Somewhere in the crowd of officials, somewhere in the middle of the achievement list, somewhere in third position in the phone book. Not bad, not great, but exactly what people called 'average'.

Leonardo Lionheart was the most 'ordinary' of all humans and faunus you can imagine. The same 'Hunter' from the general list of all possible and existing Hunters that ordinary people imagine. With slightly obscure features, 'some' kind of weaponry and 'some' missions on his belt.

Leonardo Lionheart presented himself as the most ordinary Hunter that could ever come out of Haven. A Hunter License proudly proclaiming that four years of studies, and years of prep school, had not been in vain. He upheld his certificate like a badge, or like a ticket to a bright future full of expensive wines, beautiful women and mind-blowing adventures.

Excluding the fact that, Leonardo Lionheart was always painfully aware that he was an 'ordinary' hunter.

The reason Hunters were trained in a batch of a dozen, two or, if they were lucky, three dozen a year in Haven was that there were very few prospective Hunters in the first place. There was only a small percentage of people who were capable of shooting huge monsters with their electric torch swords while twirling acrobatic pirouettes, not forgetting to flash their white-tipped smiles at the same time.

The ivory tower of society that is already more than the ordinary human of Faunus. Hunters are powerful warriors and powerful modern-day miracle-workers, darlings of the public, men, and women alike.

When you don't just think you're stronger than everyone around you, when you really are the strongest man in hundreds of thousands. When you possess the ability to single-handedly take over a small settlement, and when you're promised a hundred thousand lien rewards for a week or two of work. It's not hard to start losing touch with reality.

To look away from the harsh, dangerous work into the beautiful dreams of your third mansion and fifth yacht waiting for you on a private island dock.

But the problem with reality is that it is heartless to the dreams of the young and naive. One mistake, and instead of dreams of yachts, come dreams of the time when the number of your limbs was the same as the one you had at birth.

Sometimes, after a mistake, Hunters didn't dream of anything at all.

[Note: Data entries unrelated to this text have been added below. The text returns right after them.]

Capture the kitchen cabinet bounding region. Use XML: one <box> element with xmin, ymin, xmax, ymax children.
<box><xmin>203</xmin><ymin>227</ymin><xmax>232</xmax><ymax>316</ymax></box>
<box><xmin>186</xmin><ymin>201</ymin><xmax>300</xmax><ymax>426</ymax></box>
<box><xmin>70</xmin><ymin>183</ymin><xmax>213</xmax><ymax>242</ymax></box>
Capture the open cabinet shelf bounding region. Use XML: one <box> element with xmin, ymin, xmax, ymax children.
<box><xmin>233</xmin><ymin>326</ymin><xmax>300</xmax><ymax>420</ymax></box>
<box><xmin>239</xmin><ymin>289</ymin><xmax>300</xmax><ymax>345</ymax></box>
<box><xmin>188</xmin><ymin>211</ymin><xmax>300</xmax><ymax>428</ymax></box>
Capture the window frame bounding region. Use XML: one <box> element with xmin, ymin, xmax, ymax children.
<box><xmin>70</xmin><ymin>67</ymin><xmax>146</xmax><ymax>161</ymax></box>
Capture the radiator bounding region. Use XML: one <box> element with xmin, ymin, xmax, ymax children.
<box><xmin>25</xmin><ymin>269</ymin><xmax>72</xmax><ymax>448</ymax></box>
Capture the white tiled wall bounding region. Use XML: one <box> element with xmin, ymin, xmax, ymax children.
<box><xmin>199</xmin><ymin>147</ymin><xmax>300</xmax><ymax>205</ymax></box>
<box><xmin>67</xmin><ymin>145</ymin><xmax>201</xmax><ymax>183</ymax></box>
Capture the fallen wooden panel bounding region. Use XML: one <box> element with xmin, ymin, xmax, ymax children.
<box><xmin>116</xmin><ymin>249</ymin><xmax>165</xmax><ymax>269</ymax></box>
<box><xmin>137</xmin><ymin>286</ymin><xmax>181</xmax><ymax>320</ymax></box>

That's right, Hunters Academies trained their wards desperately, but some things cannot be learned within the confines of textbooks, lecture hours or even practical training. Half of the graduating teams of Hunters did not survive their first year, and another half of the remainder did not survive the first five years.

Those who survived the five years on the job were the Hunters that ordinary people imagined. Supporting the charming smile or even a serious frown, an existence straight out of the scary and beautiful stories, carrying the scars, and charm of veterans of terrible battles.

Those are the Hunters who lived up to it and became models for magazines, TV show stars and other prominent members of society, enticing young lads into their profession, posing for posters around.

Most of the Hunters, on the other hand, simply didn't live to see the other side of the heroic life of the 'super-humans', they had burned out in their early years. And never wanting anything more to do with either Hunters, Grimm, or even other humans.

There lies the crux of the problem. Freshly graduating Hunters rarely think of the worst, and far more likely, outcome, guided as they are by the gilded posters and the years of training they'd lived through. And as harsh as training at the Academy was, some things couldn't be prepared for at all.